Graduate Thesis Or Dissertation
Synthesis and Functionalization of Gold Nanoparticles Using Chemically Modified ssDNA Public Deposited
In the first part of this thesis, methods for functionalizing spherical gold nanoparticles with nucleic acid binding ligands (aptamers) that target the VEGF receptor complex were developed. In order to provide a multiplexed labeling strategy for imaging the VEGF receptor complex in electron microscopy, gold nanoparticles of distinct sizes were conjugated to modified ssDNA aptamers that target the VEGF-A cytokine, the VEGFR-2 RTK receptor and a membrane associated co-receptor, Nrp-1. The modified ssDNA gold nanoparticle conjugates were applied to a human lung carcinoma cell line (A549) which has been shown to express each of these proteins and used as a model system for VEGF signaling. Binding constants for the modified aptamers were also determined using a fluorescence polarization anisotropy assay to determine KD and KOFF for the aptamers with their respective proteins.

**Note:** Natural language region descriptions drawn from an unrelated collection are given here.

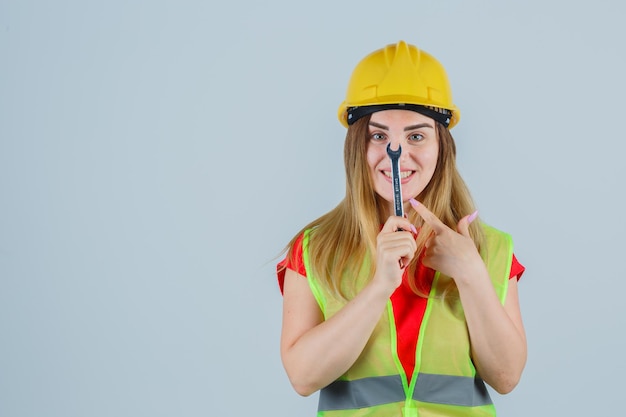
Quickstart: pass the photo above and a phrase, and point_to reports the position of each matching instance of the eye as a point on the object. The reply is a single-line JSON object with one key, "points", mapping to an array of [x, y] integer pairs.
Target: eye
{"points": [[378, 137], [416, 137]]}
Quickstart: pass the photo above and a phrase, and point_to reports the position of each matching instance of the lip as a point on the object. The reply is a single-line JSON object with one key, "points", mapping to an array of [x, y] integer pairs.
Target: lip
{"points": [[402, 180]]}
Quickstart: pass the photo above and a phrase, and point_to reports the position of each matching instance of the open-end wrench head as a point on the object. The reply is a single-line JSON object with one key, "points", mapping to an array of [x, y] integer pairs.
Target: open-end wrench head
{"points": [[394, 154]]}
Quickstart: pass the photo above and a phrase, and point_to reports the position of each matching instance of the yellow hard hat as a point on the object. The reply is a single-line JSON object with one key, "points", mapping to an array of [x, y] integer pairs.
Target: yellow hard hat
{"points": [[399, 76]]}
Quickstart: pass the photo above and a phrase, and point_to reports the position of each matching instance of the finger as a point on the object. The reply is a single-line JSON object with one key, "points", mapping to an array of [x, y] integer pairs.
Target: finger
{"points": [[395, 223], [433, 221]]}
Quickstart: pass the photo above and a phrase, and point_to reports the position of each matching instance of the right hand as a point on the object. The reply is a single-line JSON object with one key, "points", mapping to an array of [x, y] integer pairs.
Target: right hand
{"points": [[394, 251]]}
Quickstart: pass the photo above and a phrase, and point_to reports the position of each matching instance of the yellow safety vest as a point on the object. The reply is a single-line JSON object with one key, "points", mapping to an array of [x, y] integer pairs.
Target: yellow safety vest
{"points": [[444, 381]]}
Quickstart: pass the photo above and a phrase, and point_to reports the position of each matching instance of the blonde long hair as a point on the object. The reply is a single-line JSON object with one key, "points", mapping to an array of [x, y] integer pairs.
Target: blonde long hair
{"points": [[341, 239]]}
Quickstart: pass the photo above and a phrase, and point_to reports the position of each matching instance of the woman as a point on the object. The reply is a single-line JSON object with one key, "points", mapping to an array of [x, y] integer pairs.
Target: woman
{"points": [[401, 315]]}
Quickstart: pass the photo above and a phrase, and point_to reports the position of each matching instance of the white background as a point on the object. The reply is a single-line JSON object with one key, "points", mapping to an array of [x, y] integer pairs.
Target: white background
{"points": [[156, 156]]}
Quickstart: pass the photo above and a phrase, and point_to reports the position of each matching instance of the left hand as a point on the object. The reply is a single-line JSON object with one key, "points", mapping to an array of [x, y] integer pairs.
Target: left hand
{"points": [[451, 252]]}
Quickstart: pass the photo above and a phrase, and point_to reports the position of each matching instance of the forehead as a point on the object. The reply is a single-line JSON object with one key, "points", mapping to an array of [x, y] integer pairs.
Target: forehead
{"points": [[400, 117]]}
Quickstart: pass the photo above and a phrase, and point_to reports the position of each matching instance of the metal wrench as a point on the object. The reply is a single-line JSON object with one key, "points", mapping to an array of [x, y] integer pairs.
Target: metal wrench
{"points": [[395, 179]]}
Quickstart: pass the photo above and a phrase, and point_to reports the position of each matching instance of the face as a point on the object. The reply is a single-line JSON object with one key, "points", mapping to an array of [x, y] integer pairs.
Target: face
{"points": [[420, 148]]}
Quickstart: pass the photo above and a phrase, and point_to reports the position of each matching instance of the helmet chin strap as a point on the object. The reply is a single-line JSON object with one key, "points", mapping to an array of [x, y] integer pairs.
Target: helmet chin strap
{"points": [[440, 115]]}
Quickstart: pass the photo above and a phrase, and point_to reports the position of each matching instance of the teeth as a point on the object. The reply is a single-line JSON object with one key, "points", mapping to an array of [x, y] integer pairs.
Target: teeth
{"points": [[403, 174]]}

In the latter part of this thesis, a modied ssDNA SELEX protocol was also developed in order to evolve imidazole modied ssDNA sequences that assemble gold nanoparticles from Au3+ precursor ions in aqueous solution. Active sequences bound to nanoparticles were partitioned from inactive sequences based on density via ultracentrifugation through a discontinuous sucrose gradient. Colloidal gold solutions produced by the evolved pool had a distinct absorbance spectra and produced nanoparticles with a narrower distribution of sizes compared to colloidal gold solutions produced by the starting randomized pool of imidazole modified ssDNA. Sequencing data from the evolved pool shows that conserved 5 and 6 nt motifs were shared amongst many of the isolates, which indicates that these motifs could serve as chelation sites for gold atoms or help stabilize colloidal gold solutions in a base specific manner.